The cover came together quickly. The butterfly represents
life changing from one phase to another; a sign of hope.

So… What should I blog about today? My latest work-in-progress? I guess I could. My partner, Robin Janney, blogs about writing and, since it’s a blog about writers, I may as well give it a shot. With Rest In Peace being released a full six weeks past my original date, it has put Overcoming Sarah behind. It was my hope to have the novella available at the end of June, but even with hitting a word count of 2,000 words a day, I’d still be cutting it too closely for my taste. I find that when I force the words, the story, my voice, falls flat. It’s too hollow sounding. Due to the subject matter, the suicide of a college youth, I really want to explore the characters’ emotions and methods of coping while bringing light to the sensitive subject of depression and suicide.  As you can imagine, it has been an emotional story to write. While I don’t want to bog it down in the depths of human despair, it is important to accurately portray what life is like for those left behind. The story is told from the mother’s perspective, a role I understand all too well. My oldest graduates next year. Any good psychiatrist will be able to read Overcoming Sarah and say, “This author is working through her own separation anxiety regarding her daughter leaving for college.” Yep. It’s pretty transparent. My friend, Tina, is one of my test readers. Like me, she has a teen daughter. Courtney just finished her first year of college. I have been killing Tina’s emotional resolve with each new chapter I send her. The “what ifs” can shake a mother to her foundation. With that said, I’m hoping to draw awareness to teen depression, signs to recognize for those at risk, and also to show the evolution of a family after they experience the unthinkable. Hence the “overcoming” part. Proving that life does, indeed, go on.
While the manuscript of Overcoming Sarah started forming, I found myself seeking council from my friends, Jenn and Lisa, as we did our daily workout on The Matterhorn. Both of them have teen sons the same age as my oldest daughter. The three of us have known each other since our kids started kindergarten together. Lisa and Jenn offered some candid insight while I poured out my literary heart to them. Writing comes from the soul. To be good at it, to move your readers emotionally with your work, you have to walk in your character’s shoes. I immerse myself into each role. While writing, I leave my own reality behind and become an observer inside the world I’ve created. In doing so, it allows me to describe what I see and hear and feel. What better way to peel away my own emotions, like the layers of an onion, to get to the core of the character? Immersion like that takes a toll on me both mentally and physically. It’s another reason why I can’t force myself to write. I may not be feeling it. This side of creativity can’t be turned on or, as I’ve found out during many a sleepless night, can’t be turned off either. Like a surfer, you have to ride the waves when the tide is just right. With that being said, it’s time for me to get back to work. I have one week before the girls are out of school and I need to take advantage of my final week of quiet, undisturbed mornings.

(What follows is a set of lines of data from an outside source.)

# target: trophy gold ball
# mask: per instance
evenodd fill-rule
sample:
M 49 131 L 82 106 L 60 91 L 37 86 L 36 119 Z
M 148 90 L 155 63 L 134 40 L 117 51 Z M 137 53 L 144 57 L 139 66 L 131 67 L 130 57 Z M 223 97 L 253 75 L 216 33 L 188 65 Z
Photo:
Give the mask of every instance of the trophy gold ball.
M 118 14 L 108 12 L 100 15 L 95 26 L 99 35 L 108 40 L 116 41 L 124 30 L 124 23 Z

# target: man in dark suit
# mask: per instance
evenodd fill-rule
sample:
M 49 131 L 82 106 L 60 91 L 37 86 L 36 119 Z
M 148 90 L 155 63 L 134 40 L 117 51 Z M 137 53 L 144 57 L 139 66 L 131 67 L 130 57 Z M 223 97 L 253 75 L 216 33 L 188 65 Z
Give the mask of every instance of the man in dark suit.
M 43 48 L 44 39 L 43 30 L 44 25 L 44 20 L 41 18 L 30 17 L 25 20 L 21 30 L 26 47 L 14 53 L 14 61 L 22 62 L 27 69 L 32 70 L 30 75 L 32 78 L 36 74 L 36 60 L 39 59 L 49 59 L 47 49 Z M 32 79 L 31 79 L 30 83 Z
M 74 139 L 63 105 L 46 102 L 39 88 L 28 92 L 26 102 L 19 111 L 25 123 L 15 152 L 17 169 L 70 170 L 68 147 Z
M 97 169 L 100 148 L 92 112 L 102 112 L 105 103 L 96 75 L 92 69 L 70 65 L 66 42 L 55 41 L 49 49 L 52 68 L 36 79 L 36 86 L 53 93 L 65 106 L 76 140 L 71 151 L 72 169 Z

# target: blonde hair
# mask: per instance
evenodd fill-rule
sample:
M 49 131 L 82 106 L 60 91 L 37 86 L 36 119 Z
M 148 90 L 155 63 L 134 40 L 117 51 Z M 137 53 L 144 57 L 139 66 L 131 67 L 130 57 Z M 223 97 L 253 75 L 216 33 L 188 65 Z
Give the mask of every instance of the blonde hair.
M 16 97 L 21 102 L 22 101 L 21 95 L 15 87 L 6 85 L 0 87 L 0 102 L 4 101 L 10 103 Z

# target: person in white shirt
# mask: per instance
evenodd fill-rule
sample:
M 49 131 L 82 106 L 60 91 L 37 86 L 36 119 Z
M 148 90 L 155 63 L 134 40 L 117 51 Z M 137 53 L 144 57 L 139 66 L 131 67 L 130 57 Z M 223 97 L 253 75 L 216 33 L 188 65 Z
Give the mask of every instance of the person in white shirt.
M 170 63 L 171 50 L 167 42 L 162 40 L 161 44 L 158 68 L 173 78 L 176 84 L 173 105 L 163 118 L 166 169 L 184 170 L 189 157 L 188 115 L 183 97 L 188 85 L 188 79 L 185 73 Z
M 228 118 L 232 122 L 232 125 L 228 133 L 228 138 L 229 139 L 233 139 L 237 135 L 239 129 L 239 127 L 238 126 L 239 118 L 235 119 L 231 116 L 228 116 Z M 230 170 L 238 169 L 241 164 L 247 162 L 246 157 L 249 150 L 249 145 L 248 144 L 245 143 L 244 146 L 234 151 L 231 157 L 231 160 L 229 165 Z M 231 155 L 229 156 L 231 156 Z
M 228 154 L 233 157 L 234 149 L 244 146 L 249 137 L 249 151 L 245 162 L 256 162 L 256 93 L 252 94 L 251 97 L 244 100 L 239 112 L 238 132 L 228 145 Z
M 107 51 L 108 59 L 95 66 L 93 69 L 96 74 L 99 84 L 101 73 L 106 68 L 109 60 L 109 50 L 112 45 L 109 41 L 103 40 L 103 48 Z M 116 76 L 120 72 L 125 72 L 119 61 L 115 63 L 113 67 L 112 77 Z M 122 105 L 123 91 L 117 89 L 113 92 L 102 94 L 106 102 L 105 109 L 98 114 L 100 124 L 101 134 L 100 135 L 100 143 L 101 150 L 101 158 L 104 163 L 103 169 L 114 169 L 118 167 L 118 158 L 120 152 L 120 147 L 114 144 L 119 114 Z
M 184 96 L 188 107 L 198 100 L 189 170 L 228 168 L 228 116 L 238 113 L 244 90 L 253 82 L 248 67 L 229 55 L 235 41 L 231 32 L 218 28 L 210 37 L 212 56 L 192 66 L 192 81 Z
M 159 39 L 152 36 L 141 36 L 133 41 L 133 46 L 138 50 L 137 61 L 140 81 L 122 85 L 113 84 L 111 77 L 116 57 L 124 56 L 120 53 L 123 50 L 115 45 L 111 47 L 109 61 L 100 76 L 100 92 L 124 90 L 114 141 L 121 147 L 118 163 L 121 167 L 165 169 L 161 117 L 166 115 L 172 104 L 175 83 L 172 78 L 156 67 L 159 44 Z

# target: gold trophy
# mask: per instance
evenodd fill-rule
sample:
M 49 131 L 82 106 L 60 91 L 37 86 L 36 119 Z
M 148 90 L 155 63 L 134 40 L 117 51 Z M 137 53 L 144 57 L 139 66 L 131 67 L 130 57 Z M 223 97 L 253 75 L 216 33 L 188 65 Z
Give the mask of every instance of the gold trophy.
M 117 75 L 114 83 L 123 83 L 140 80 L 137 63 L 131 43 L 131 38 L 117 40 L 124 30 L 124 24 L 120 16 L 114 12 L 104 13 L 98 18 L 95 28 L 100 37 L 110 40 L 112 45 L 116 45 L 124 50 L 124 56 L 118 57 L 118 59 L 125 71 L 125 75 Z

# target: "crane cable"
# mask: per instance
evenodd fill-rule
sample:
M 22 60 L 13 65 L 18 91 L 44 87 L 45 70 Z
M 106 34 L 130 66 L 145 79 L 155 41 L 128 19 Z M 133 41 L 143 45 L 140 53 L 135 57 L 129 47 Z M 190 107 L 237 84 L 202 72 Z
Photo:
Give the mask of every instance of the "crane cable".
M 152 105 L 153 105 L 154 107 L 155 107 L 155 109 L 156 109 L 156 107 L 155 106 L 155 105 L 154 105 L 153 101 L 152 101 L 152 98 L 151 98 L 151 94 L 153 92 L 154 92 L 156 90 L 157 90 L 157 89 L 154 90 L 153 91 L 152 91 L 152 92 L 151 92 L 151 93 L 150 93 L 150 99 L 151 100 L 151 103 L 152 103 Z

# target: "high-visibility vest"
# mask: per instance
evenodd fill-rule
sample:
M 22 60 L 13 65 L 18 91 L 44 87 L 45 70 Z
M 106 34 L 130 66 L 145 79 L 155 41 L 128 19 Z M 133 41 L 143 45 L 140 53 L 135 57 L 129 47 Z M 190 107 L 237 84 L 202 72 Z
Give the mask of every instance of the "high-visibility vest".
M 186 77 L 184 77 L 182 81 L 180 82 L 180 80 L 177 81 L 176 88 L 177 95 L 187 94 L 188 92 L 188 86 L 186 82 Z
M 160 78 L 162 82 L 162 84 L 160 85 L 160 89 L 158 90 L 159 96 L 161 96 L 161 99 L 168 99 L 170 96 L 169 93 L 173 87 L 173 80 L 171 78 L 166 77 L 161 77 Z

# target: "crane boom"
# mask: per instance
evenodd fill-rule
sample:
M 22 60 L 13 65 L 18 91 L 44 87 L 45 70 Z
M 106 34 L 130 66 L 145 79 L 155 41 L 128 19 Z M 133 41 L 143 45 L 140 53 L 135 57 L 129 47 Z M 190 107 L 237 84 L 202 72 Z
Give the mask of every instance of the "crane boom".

Here’s a little snippet from Overcoming Sarah:

Set in Elmira, New York, I visited Woodlawn
             Cemetery while working on Overcoming Sarah.
I made the short trip, knowing I could have closed my eyes, and arrived at the spot since the smell of freshly turned soil grew stronger with each purposeful step.  And there it was.  Musty dampness permeated the air as the image of my daughter being swallowed up by the silky, black darkness of the dirt made me feel as if I, too, was under its weight and suffocating.  My shoes were perched an inch from the perimeter.  A temporary grave marker was already in place and provided her full name, pertinent years, as well as the name of the funeral home.  They told us that once the ground was through settling, usually within six months, her permanent monument could be installed.  Per our wishes, the only flowers left behind was the casket spray Eileen designed with delicate pink tea roses, rich green ivy, and white snapdragons.  It was easily a five-hundred-dollar arrangement and very time consuming to put together.  Cost and time were an afterthought to my shop employees.  They’d do anything for their Sarah-Bear.  I knelt down and pulled a tea rose from the arrangement.  I’d press it inside my family bible.  A keepsake that would forever represent life turning into something brittle and faded.